I'm being more intentional about creating good habits, and doing the things that make me feel good; going for a walk in the morning instead of letting my kids watch cartoons, cooking breakfast immediately instead of putting it off while scrolling social media, checking the horses, letting Tell ride his dang pony, exercising when I put the boys down for a nap, taking my supplements every day, making my bed as soon as I get up, keeping the floor swept and messes picked up as much as possible with my tornadoes. 
They're small things. I was so focused on the big things that I want to, but am unable to do at this point in time, that I forgot the small habits make the biggest difference.
If you're in that place too, I have a little piece of advice. Get out of your own dang way. Write down on a paper the things you should do every day, every week, every month. Shower, get dressed, and put your face on in the morning even if you have nowhere to go. It makes all the difference!
Stop being lazy, and get organized! 
XO, The Cowboy's Wife

Thursday, November 18, 2021

That Pivotal Moment

The moment I first felt like a mother...
I wouldn't highlight it as the moment I first felt baby kick.
Or the moment when I first heard that wonderful cry.
Or the moment when they laid my beautiful boy on my chest.
I wouldn't even say it was when we were finally all home as a family.

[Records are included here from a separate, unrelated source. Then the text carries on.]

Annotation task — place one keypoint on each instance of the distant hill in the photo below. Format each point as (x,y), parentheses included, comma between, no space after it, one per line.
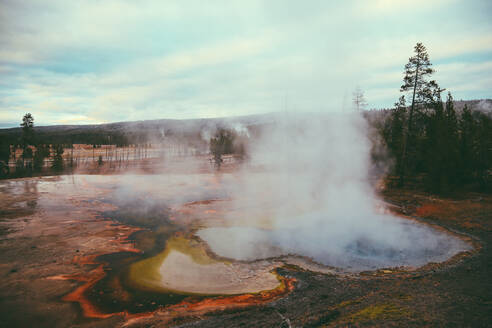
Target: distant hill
(135,131)
(192,129)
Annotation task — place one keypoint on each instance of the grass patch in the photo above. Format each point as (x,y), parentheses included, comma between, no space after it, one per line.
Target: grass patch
(385,311)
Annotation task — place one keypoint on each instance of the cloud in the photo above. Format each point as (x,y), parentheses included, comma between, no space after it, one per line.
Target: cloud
(121,60)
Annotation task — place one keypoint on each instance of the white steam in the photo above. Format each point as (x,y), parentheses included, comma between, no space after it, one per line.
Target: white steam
(307,192)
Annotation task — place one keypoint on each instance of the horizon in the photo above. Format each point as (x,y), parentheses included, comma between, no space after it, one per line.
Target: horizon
(117,61)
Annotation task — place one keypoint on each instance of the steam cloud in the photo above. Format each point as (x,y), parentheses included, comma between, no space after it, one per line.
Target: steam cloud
(307,192)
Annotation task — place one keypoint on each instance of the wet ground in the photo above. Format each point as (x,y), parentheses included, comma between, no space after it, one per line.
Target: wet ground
(53,241)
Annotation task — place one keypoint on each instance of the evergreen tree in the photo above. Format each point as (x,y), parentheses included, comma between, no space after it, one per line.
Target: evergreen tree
(395,133)
(27,137)
(451,146)
(359,99)
(424,93)
(467,145)
(57,158)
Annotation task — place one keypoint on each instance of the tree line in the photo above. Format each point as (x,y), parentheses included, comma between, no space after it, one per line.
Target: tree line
(429,139)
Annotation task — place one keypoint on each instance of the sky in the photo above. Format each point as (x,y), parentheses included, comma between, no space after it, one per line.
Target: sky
(92,61)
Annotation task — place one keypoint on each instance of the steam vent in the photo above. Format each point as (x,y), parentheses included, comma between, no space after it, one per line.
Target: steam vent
(245,163)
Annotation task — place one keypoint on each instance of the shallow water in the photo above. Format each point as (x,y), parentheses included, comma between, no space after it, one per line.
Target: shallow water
(404,243)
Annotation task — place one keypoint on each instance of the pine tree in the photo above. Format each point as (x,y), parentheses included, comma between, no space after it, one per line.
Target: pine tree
(359,99)
(451,146)
(395,133)
(27,137)
(424,93)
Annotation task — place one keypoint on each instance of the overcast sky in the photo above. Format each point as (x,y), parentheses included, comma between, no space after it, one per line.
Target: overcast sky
(79,62)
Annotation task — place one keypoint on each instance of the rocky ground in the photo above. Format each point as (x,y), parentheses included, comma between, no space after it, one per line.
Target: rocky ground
(37,251)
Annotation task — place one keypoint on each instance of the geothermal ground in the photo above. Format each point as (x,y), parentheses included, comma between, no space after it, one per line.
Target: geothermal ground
(161,250)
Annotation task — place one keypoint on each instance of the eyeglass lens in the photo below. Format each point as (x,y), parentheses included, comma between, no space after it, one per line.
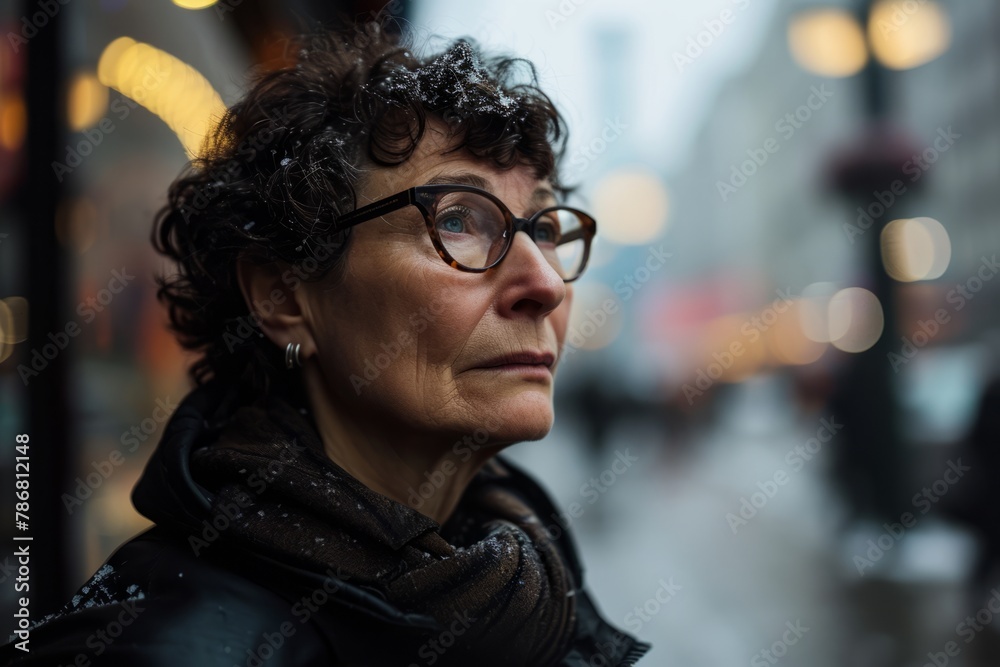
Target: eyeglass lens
(471,227)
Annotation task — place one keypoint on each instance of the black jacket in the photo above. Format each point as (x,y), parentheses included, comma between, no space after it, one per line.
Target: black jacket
(156,603)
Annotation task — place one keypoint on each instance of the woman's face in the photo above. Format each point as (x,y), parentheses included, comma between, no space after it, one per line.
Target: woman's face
(409,341)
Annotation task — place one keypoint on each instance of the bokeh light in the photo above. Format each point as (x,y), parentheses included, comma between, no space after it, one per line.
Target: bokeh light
(631,206)
(828,42)
(908,34)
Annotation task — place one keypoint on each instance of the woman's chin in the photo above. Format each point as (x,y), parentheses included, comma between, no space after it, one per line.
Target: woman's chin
(525,416)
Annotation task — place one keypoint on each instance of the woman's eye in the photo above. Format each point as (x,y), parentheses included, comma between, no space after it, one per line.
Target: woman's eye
(456,221)
(453,224)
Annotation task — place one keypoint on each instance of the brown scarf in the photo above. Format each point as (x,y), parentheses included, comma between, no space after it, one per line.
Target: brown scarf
(491,567)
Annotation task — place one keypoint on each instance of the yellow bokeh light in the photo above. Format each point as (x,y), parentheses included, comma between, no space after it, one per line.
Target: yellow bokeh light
(915,249)
(166,86)
(15,319)
(856,319)
(726,353)
(13,121)
(828,42)
(786,341)
(907,34)
(87,101)
(631,206)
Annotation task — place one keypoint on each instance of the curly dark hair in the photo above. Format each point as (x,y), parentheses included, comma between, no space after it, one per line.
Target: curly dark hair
(283,163)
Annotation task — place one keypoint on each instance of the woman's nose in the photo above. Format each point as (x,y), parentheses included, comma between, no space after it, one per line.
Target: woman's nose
(533,283)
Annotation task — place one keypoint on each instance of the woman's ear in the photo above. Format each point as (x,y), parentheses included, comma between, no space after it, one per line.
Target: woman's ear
(275,303)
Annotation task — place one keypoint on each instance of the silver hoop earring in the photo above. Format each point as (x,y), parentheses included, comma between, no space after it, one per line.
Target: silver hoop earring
(292,356)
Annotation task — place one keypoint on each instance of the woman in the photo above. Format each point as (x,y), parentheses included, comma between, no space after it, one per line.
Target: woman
(374,331)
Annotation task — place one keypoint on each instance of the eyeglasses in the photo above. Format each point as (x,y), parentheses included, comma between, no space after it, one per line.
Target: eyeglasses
(472,230)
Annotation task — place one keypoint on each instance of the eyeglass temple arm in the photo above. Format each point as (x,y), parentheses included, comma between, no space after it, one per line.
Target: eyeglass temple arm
(381,207)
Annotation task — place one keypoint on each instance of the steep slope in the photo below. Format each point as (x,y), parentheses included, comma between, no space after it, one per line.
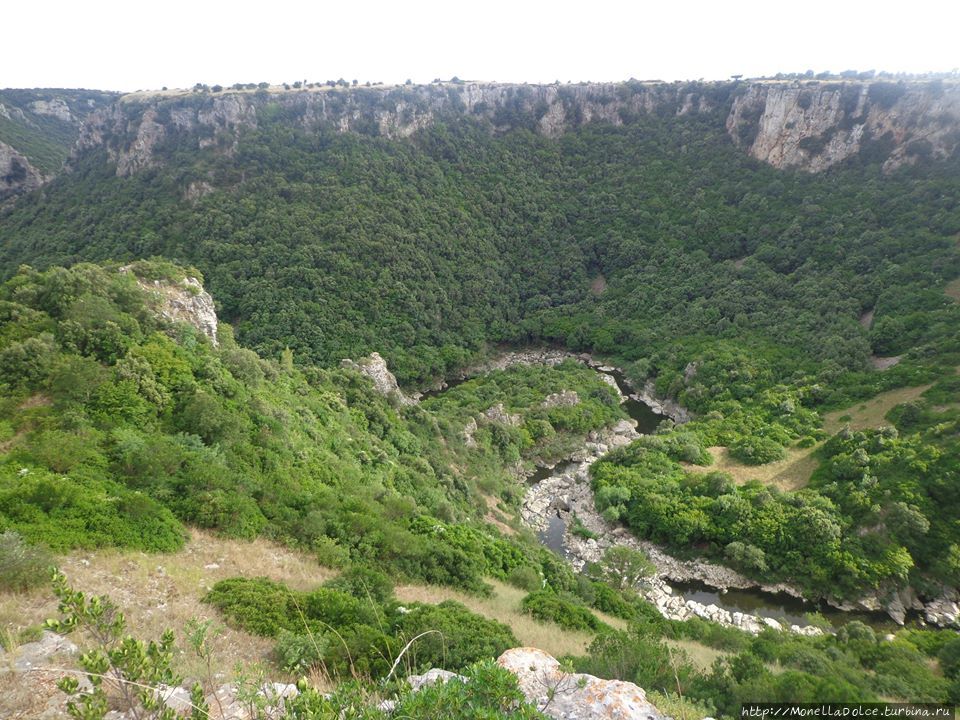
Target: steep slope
(337,244)
(38,130)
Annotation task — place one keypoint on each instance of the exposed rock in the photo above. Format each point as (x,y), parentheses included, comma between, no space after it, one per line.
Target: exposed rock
(375,368)
(569,696)
(38,654)
(17,174)
(882,363)
(812,125)
(663,406)
(564,398)
(944,610)
(197,190)
(225,705)
(185,302)
(498,414)
(568,490)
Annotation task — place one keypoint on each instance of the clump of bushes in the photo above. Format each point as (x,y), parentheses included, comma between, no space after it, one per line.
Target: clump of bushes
(22,566)
(552,607)
(353,626)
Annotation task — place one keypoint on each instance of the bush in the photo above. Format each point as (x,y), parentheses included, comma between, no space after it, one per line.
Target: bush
(22,566)
(299,653)
(490,692)
(551,607)
(256,604)
(525,578)
(753,450)
(363,583)
(462,637)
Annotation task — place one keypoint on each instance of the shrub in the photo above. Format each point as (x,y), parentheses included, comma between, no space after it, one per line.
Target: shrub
(489,692)
(338,609)
(754,450)
(363,583)
(949,657)
(299,653)
(22,566)
(256,604)
(551,607)
(525,578)
(462,636)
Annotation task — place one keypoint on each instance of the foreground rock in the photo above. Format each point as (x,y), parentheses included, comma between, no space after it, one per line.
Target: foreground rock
(566,696)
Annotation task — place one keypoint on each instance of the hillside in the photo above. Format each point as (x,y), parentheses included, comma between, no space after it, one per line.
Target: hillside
(481,227)
(38,131)
(376,325)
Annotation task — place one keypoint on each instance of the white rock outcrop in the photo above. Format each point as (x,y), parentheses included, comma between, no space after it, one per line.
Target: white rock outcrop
(185,302)
(575,696)
(375,368)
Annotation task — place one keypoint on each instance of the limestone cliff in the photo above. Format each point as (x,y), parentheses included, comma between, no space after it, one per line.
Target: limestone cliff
(814,125)
(183,302)
(806,124)
(17,174)
(38,129)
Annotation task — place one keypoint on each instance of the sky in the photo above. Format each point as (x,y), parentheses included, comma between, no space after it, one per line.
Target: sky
(126,46)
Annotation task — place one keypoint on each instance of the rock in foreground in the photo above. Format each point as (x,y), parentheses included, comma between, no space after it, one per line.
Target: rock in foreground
(569,696)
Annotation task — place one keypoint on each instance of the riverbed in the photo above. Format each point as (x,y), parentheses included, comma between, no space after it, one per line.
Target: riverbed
(681,589)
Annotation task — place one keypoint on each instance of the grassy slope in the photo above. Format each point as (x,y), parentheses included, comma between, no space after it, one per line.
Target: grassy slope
(794,471)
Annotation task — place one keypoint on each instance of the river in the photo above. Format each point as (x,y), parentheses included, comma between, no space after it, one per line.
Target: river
(554,533)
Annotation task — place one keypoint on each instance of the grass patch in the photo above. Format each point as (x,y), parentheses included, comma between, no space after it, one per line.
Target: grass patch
(504,605)
(872,413)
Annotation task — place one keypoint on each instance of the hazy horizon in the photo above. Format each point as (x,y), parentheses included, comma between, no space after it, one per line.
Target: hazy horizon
(110,45)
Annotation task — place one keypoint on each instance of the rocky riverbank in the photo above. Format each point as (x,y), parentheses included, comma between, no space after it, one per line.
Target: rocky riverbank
(567,493)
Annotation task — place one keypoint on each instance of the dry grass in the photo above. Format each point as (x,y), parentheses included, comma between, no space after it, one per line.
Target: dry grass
(504,606)
(164,591)
(870,414)
(793,472)
(700,655)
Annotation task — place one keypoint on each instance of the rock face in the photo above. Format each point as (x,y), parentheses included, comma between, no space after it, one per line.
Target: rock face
(807,124)
(813,125)
(498,414)
(47,119)
(185,302)
(17,175)
(569,696)
(375,368)
(564,398)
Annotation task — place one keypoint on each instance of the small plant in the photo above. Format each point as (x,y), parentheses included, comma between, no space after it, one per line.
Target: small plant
(120,668)
(525,578)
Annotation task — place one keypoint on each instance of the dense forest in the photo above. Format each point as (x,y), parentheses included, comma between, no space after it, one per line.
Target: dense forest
(759,299)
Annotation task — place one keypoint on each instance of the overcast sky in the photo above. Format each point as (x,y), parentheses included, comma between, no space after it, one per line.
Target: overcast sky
(132,45)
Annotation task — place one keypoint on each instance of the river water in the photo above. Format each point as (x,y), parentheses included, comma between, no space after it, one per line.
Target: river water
(784,608)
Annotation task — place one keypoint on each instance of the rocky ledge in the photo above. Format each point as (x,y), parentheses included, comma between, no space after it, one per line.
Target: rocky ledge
(384,381)
(556,693)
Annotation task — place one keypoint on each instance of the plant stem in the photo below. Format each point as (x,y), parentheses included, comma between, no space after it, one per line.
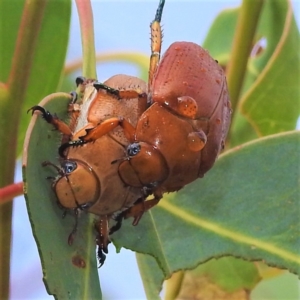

I recall very early on in my pregnancy, (I was probably 5 or 6 weeks along) I was riding through my father-in-law's field on a colt with my husband. Now, it wasn't a bad colt and he wasn't super green. But I also recall it being the only time I was truly afraid on a horse. He got a little silly about crossing a ditch and I burst into tears.
Tyrell had no idea what to make of this, never having had to worry about me on a horse before.
The difference this time is that I wasn't worried about myself. I was worried about the tiny child growing inside of me, despite the fact the only evidence was a pregnancy test and I'm not sure Ty quite believed it was true! 
That was the moment. 
It was a pivotal moment of huge change in my life, one I will always remember.
My normally fearless, I'll-try-anything-once self had turned into something else entirely.
Suddenly my brain was working overtime thinking of all the things that could go wrong.
That hasn't really stopped since then. Now, I have two little ones to worry about. 
Isn't that what being a mother is all about? Constantly thinking of someone else's needs, worrying about someone else's well being? 
I sometimes miss being able to live in the moment more, to be fearless, to be willing to try anything. But I wouldn't trade my babies, or the person I've become because of them, for the world. 
XO, The Cowboy's Wife

Tuesday, November 9, 2021

Sedentary Life

If our great-grandparents could time travel to our day and age, I suppose it would be obvious to them why depression, anxiety, and other mental illnesses are so rampant. Why they appear in such high numbers. Imagine what they would see when observing our daily lives:
A person waking in their home to go to their 9-5, commuting on a crowded freeway in a smoggy city with thousands of others doing the same thing. They spend their day in an office, working for someone else. They then commute home on the same road in the same smog with the same thousands of people. They walk inside and turn on the tv, then go to bed late. 
I wonder if our ancestors look down on us and say, "Don't you do anything else?" 
Most people don't know how to plant a garden. Or raise animals for meat. Or milk a cow. Or hunt. Or do a lot of the basic things our ancestors did that was just a part of their daily survival. They were busy. They were always building, doing, working towards something. They knew exactly their purpose and why they were doing what they were doing.
I wonder if they would look at our past times and wonder why we spend so much time doing...nothing. Watching TV. Scrolling on our phones. Playing computer games. 
People weren't meant to be so dang sedentary. Get out there and find a purpose! Dig in the dirt. Create something. Build something. Set a goal and then work hard to achieve it! Wake up in the morning and cook breakfast, then GO OUTSIDE. Leave the job you hate. There are so many other options. Be brave enough to build yourself a happy life.